What you need to know about cURL Vulnerability: Heap Buffer Overflow in SOCKS5 Handshake (CVE-2023-38545)

What you need to know about cURL Vulnerability: Heap Buffer Overflow in SOCKS5 Handshake (CVE-2023-38545)

On October 11, 2023, a critical vulnerability was disclosed in cURL, a popular command-line tool and library for transferring data over various protocols. The issue, tagged as CVE-2023-38545, is a heap-based buffer overflow vulnerability that exists in the SOCKS5 proxy handshake process. The vulnerability affects versions of libcurl from 7.69.0 to 8.3.0. Its severity is marked as high, which means immediate action is required to mitigate the risk.


curl has supported SOCKS5 since 2002, and the issue primarily lies in the way curl deals with SOCKS5. The issue is rooted in a function that was converted into a non-blocking state machine back in February 2020. The vulnerability arises from how curl handles host names that are too long (>255 bytes) while setting up a SOCKS5 proxy. When curl encounters a long host name, it switches from proxy resolution to local resolution, a choice that it shouldn't make. This change in behavior isn't preserved across multiple invocations of the state machine, which results in inconsistency and can lead to the overflow. A malicious actor could exploit this by feeding a long host name into curl via an HTTP 30x redirect if curl is configured to follow redirects automatically. The immediate solution has been to prevent curl from switching from proxy to local resolution due to long host names and to return an error instead.

Technical Details

When cURL is instructed to pass the hostname to a SOCKS5 proxy for DNS resolution, the hostname length must not exceed 255 bytes. If the length is more than 255 bytes, cURL attempts to resolve the name locally. A bug in this logic, specifically affecting slow SOCKS5 handshakes, can cause cURL to pass an overly long hostname to the proxy, triggering a heap-based buffer overflow.

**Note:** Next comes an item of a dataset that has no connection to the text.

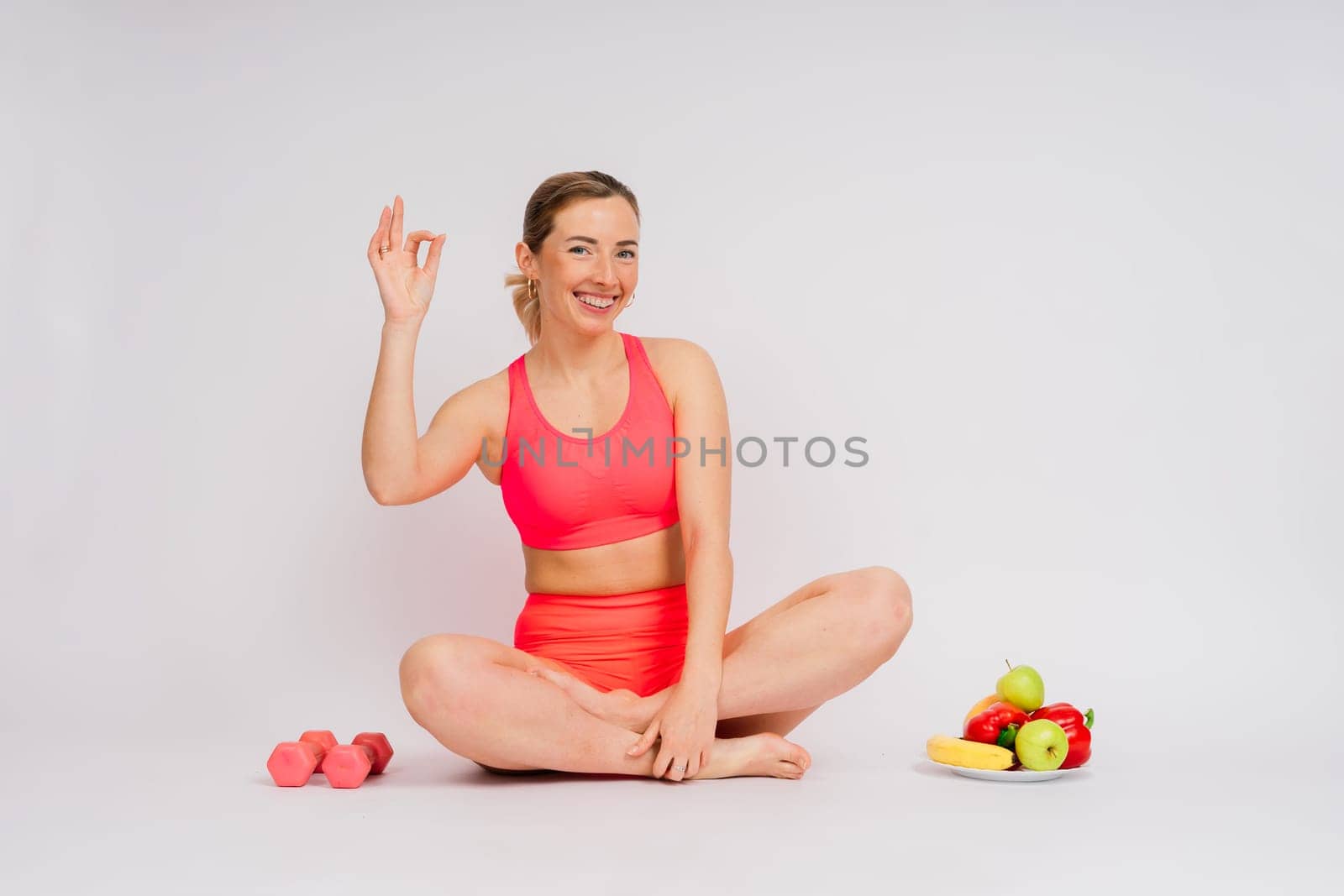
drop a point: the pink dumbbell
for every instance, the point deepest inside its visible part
(347, 765)
(293, 762)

This overflow occurs in the heap-based download buffer in libcurl, which defaults to 16kB but can be resized via the CURLOPT_BUFFERSIZE option. The flaw can be triggered if the client uses a hostname longer than this buffer size and if the SOCKS5 handshake is slow enough to trip the bug.

Affected Systems

  • libcurl versions 7.69.0 to 8.3.0
  • curl tool that uses vulnerable versions of libcurl
  • Systems using CURLPROXY_SOCKS5_HOSTNAME with the above versions

Remediation Steps

  1. Upgrade: The easiest and most secure fix is to upgrade to libcurl version 8.4.0 or higher where the bug has been fixed.
  2. Patch: For those who cannot immediately upgrade, a patch has been released.
  3. Configuration Changes: As a temporary measure, avoid using CURLPROXY_SOCKS5_HOSTNAME and do not set any proxy environment variable to socks5h://.


  • Do not use CURLPROXY_SOCKS5_HOSTNAME proxies with curl.
  • Do not set a proxy environment variable to socks5h://.

Additional Information

The issue was reported on September 30, 2023, and has been fixed in libcurl 8.4.0 released on October 11, 2023. Microsoft is expected to release a patch for affected Windows instances.